The definition of hard-to-recycle does not refer to any specific polymer or waste stream. This is because several factors influence whether a plastic meets the definition including:
- challenges with collection
- processing technology
- end markets
In your application, you must describe the project’s target material and why it is hard-to-recycle.
You must also explain:
- how much the project will increase recycling and recovery rates of hard-to-recycle plastics in Australia
- the strategic benefit of the project for Australia, and the state or territory.
Funding for administrative costs
Funding can only support activities that directly contribute to achieving the project’s outcomes. Administrative costs must meet this high threshold to be eligible for funding.
Items that are not eligible for funding include:
- the purchase of certain IT equipment
- business-as-usual expenses
- business case development or feasibility studies
- routine operational expenses.
Other costs may also be ineligible if they arise from activities that:
- do not directly support the achievement of the planned outcomes for the project
- are contrary to the objective of the program.
Find out more about eligible costs in section 4.3 of the Guidelines.
If there is uncertainty about whether an activity is eligible
If it is uncertain an activity is eligible for funding, the state or territory can include it in the application.
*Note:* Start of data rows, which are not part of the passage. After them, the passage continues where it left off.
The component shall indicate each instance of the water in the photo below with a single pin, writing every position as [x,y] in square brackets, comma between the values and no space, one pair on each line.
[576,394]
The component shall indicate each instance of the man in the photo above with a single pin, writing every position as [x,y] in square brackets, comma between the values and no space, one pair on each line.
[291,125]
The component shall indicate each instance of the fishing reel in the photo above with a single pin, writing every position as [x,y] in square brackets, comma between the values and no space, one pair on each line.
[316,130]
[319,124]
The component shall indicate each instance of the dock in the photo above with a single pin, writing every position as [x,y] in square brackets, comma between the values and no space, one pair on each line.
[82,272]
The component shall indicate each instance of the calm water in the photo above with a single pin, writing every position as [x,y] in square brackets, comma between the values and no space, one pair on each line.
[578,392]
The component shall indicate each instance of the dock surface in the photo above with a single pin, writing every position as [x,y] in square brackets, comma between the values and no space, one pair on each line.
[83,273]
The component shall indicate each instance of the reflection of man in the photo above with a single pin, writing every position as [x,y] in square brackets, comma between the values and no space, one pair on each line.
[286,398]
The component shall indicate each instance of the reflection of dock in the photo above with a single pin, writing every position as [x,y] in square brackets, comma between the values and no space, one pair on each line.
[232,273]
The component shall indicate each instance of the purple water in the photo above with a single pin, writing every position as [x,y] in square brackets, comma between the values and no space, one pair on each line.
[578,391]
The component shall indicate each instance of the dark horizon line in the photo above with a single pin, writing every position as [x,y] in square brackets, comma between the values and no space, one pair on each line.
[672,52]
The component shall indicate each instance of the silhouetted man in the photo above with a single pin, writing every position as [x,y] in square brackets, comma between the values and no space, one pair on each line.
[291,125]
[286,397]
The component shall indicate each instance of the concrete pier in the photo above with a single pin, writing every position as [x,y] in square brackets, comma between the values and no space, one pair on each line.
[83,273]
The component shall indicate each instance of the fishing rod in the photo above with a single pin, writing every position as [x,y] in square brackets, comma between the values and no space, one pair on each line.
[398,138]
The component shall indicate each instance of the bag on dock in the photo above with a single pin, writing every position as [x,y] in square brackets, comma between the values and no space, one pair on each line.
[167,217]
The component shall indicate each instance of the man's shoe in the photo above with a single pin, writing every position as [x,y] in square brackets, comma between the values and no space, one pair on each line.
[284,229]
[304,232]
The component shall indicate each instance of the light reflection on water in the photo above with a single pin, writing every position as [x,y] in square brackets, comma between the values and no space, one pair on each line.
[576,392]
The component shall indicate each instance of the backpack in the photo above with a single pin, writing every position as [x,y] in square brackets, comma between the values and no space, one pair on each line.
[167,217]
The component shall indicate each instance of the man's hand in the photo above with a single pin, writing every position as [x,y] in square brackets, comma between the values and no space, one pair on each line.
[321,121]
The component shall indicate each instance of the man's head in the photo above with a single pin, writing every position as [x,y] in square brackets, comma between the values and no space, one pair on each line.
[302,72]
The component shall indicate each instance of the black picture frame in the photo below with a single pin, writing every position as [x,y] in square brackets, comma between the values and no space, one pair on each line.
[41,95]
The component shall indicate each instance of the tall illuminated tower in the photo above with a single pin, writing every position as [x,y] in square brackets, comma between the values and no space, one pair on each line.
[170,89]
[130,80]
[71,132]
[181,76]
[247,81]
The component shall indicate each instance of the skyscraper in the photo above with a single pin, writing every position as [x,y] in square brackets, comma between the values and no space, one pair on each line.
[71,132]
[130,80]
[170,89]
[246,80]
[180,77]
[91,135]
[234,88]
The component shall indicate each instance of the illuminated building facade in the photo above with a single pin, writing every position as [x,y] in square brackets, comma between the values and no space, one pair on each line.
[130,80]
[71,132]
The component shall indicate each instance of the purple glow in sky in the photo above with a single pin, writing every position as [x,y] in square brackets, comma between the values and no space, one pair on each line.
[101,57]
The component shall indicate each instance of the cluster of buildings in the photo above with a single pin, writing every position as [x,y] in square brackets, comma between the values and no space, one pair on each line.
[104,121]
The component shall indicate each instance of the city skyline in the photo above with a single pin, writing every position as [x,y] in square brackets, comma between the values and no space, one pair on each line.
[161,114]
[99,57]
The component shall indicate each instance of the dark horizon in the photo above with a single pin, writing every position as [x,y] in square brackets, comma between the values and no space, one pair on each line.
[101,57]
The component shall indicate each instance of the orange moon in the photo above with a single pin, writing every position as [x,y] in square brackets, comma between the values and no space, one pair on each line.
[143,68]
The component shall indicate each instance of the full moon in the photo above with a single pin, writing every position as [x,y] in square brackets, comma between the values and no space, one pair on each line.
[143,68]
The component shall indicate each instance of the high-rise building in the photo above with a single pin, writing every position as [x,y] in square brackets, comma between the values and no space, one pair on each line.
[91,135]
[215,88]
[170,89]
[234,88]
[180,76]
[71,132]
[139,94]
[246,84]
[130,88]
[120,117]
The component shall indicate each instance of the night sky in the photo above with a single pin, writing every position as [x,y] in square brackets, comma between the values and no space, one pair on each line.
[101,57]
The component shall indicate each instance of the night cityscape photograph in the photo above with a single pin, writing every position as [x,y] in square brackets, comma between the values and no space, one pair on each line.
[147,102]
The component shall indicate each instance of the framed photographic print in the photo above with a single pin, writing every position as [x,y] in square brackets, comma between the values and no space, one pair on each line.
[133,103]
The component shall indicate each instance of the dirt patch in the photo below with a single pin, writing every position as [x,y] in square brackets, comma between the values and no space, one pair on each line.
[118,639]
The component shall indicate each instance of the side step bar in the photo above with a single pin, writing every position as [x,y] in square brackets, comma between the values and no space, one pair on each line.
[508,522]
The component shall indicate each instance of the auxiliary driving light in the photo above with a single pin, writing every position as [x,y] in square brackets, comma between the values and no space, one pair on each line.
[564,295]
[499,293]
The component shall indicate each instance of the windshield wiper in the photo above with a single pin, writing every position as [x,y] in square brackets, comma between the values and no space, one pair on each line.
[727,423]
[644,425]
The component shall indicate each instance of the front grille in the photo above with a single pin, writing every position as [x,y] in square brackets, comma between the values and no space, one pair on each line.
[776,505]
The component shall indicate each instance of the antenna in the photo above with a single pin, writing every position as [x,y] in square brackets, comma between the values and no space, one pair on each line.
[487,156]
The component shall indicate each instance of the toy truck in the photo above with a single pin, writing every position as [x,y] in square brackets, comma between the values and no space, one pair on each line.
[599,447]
A panel will assess if activities are eligible as part of the Australian Government’s assessment process. The panel will assess activities against the relevant criteria and program objectives.
This approach will help ensure fair and consistent assessment of funding applications.
Projects with activities in more than one state or territory
You can authorise agencies to share information with other jurisdictions if you want to undertake eligible funded activities across multiple jurisdictions. Together they can discuss the project and cross-border implications.
You should expect to develop applications with each of the jurisdictions where the funded activity is to occur unless advised otherwise by the agencies.
Contact the state or territory government agencies where your project will be based to discuss.
Project commencement date
You can start your project when you have a signed funding agreement in place with the government of the state or territory where you will deliver the project.
You might be able to start your project before you have a signed funding agreement in place with the state or territory. However, this is subject to negotiation and written agreement from the state or territory government.
In this situation you will bear the risk and costs associated with any activities you undertake before the agreement is signed (for example, if the terms and conditions of the funding agreement are not agreed).